THE HORTICULTURE BUILDING.

IMMEDIATELY south of the entrance to Jackson Park from the Midway Plaisance, and facing east on the Lagoon, is the HORTICULTURAL BUILDING. In front is a flower terrace for outside exhibits including tanks for Nympheas and the Victoria-Regia. The front of the terrace, with its low parapet between large vases, borders the water, and at its center forms a boat landing.

The building is 1,000 feet long, with an extreme width of 286 feet. The plan is a central pavilion with two end pavilions, each connected with the center pavilion by front and rear curtains, forming two interior courts, each 88 by 270 feet. These courts are beautifully decorated in color and planted with ornamental shrubs and flowers. The center pavilion is roofed by a crystal dome 187 feet in diameter and 113 feet high, under which are exhibited the tallest palms, bamboos and tree ferns that can be procured. There is a gallery in each of the pavilions. The galleries of the end pavilions are designed for cafes, the situation and the surroundings being particularly adapted to recreation and refreshment. These cafes are surrounded by an arcade on three sides, from which charming views of the Grounds can be obtained.

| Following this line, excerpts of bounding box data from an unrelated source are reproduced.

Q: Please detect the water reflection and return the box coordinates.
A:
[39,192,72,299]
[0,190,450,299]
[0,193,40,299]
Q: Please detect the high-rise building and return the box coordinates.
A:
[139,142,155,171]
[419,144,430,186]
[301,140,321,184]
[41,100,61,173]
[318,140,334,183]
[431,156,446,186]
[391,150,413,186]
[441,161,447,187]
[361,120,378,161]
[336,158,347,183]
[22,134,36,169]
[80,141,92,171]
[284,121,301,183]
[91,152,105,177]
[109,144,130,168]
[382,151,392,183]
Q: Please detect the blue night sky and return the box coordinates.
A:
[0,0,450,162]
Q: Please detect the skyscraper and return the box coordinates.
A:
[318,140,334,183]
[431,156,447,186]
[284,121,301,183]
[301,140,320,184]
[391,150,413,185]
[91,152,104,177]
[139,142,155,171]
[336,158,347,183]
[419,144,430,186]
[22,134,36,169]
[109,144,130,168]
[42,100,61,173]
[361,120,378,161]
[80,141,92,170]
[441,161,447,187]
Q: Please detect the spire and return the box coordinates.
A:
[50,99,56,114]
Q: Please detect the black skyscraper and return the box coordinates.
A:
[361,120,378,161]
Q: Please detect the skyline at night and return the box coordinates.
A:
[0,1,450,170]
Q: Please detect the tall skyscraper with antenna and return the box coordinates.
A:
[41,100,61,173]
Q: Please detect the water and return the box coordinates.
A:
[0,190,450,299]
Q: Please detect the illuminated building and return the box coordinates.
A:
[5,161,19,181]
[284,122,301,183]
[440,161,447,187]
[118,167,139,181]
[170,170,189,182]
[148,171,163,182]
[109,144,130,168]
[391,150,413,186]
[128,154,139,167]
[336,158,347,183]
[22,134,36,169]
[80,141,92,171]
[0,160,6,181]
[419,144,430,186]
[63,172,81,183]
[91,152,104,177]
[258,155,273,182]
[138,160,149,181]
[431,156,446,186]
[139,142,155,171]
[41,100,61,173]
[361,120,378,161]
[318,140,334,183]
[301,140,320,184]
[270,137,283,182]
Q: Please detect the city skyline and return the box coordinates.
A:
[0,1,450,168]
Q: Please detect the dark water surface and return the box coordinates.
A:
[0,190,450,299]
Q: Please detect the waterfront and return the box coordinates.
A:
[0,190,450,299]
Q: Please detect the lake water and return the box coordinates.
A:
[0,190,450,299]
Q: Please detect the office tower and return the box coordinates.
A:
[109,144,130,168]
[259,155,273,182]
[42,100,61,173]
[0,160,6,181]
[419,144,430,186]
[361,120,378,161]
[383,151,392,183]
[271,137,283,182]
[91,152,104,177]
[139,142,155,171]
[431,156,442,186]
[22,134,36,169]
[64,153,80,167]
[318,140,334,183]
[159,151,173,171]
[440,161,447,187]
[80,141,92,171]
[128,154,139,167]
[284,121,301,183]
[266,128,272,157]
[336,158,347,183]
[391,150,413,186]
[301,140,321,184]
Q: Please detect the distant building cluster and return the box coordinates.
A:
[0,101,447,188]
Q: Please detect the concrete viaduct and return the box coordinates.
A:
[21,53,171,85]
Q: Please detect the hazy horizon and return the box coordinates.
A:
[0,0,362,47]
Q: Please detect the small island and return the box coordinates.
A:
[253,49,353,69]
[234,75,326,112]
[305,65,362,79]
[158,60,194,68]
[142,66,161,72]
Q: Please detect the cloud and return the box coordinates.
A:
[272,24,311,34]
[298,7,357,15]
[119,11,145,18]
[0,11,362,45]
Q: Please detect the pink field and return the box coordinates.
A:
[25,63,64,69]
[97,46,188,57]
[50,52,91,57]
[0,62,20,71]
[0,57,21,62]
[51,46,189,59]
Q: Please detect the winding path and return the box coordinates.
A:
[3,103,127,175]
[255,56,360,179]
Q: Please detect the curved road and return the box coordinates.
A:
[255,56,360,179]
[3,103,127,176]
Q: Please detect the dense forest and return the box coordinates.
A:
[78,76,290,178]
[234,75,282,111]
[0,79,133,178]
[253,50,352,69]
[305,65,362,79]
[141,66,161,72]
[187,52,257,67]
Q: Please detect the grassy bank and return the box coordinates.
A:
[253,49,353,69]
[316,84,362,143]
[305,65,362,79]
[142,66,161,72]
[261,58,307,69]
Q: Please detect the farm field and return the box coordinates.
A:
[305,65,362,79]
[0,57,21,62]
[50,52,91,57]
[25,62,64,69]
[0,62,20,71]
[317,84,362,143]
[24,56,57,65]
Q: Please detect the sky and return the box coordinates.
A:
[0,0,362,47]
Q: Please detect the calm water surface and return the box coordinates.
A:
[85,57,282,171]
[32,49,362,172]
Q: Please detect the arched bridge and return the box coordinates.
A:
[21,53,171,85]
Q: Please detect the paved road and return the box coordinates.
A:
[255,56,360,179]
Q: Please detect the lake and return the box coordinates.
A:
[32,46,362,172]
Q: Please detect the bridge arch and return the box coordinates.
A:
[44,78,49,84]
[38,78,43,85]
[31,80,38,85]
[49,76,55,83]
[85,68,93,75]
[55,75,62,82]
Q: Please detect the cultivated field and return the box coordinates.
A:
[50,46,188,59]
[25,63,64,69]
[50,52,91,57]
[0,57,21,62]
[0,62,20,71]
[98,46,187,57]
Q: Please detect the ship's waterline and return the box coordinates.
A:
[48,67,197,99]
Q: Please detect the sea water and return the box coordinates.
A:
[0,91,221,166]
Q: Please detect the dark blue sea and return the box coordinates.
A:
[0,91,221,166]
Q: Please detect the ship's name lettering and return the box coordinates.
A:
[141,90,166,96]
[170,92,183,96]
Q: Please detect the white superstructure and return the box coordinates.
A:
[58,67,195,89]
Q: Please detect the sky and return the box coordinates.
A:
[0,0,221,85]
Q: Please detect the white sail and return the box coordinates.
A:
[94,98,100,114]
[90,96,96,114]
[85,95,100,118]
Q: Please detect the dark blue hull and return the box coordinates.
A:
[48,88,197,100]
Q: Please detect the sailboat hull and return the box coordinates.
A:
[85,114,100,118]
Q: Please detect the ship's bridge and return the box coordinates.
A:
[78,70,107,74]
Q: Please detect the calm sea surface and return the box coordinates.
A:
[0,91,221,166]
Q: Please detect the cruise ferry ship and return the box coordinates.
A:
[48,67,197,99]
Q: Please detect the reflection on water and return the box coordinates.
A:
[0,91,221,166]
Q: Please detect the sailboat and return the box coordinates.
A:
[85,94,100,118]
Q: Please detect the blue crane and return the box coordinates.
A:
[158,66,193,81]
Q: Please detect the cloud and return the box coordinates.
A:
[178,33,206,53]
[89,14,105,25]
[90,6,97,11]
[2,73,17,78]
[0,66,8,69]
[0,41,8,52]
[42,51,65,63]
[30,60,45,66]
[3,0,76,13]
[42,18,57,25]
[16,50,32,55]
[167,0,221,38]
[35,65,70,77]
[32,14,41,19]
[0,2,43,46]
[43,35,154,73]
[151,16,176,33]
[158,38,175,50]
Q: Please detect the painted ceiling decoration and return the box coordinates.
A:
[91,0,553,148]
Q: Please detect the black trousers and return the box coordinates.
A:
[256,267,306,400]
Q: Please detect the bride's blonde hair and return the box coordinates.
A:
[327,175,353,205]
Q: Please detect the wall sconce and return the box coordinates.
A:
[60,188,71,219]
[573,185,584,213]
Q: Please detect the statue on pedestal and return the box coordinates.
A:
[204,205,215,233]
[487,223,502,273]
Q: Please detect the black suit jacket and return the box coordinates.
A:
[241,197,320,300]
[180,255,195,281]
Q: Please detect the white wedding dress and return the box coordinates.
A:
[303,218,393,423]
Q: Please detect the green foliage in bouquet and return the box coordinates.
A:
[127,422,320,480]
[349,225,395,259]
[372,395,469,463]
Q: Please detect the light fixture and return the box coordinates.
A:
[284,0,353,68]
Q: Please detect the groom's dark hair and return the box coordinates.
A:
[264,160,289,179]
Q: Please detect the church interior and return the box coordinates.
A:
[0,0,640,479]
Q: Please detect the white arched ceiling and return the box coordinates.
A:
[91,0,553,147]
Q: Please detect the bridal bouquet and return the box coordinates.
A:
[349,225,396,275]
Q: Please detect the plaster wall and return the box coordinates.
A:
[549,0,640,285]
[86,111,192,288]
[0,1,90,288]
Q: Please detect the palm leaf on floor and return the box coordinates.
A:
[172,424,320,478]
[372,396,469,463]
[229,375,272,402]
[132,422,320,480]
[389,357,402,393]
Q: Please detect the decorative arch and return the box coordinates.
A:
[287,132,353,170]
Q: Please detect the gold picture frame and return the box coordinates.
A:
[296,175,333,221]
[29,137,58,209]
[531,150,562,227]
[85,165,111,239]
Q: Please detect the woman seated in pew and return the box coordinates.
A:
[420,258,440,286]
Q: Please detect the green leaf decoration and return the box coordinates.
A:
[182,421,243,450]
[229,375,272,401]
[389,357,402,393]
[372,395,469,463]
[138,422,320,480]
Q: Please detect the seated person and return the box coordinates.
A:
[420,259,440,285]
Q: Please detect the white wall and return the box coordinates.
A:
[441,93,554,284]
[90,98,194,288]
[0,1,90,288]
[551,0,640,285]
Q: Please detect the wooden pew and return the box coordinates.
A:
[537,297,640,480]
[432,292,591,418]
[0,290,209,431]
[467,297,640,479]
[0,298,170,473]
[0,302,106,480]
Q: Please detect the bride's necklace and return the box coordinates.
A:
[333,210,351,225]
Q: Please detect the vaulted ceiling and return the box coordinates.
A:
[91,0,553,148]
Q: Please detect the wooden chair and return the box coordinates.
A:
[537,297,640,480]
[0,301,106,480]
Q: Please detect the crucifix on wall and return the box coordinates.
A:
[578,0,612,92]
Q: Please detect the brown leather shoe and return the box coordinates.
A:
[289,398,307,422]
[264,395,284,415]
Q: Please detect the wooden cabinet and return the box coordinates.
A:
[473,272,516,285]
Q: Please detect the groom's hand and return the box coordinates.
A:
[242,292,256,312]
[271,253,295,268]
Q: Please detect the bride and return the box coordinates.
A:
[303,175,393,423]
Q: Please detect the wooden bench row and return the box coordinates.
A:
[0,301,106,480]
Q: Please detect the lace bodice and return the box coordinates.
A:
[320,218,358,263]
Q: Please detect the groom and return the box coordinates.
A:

In this building are exhibited all the varieties of flowers, plants, vines, seeds, horticultural implements, etc. Those exhibits requiring sunshine and light are shown in the rear curtains, where the roof is entirely of glass and not too far removed from the plants. The front curtains and space under the galleries are designed for exhibits that require only the ordinary amount of light. Provision is made to heat such parts as require it.

The exterior of the building is in "staff," tinted in a soft warm buff, color being reserved for the interior and the courts.

The cost of this building was about $400,000.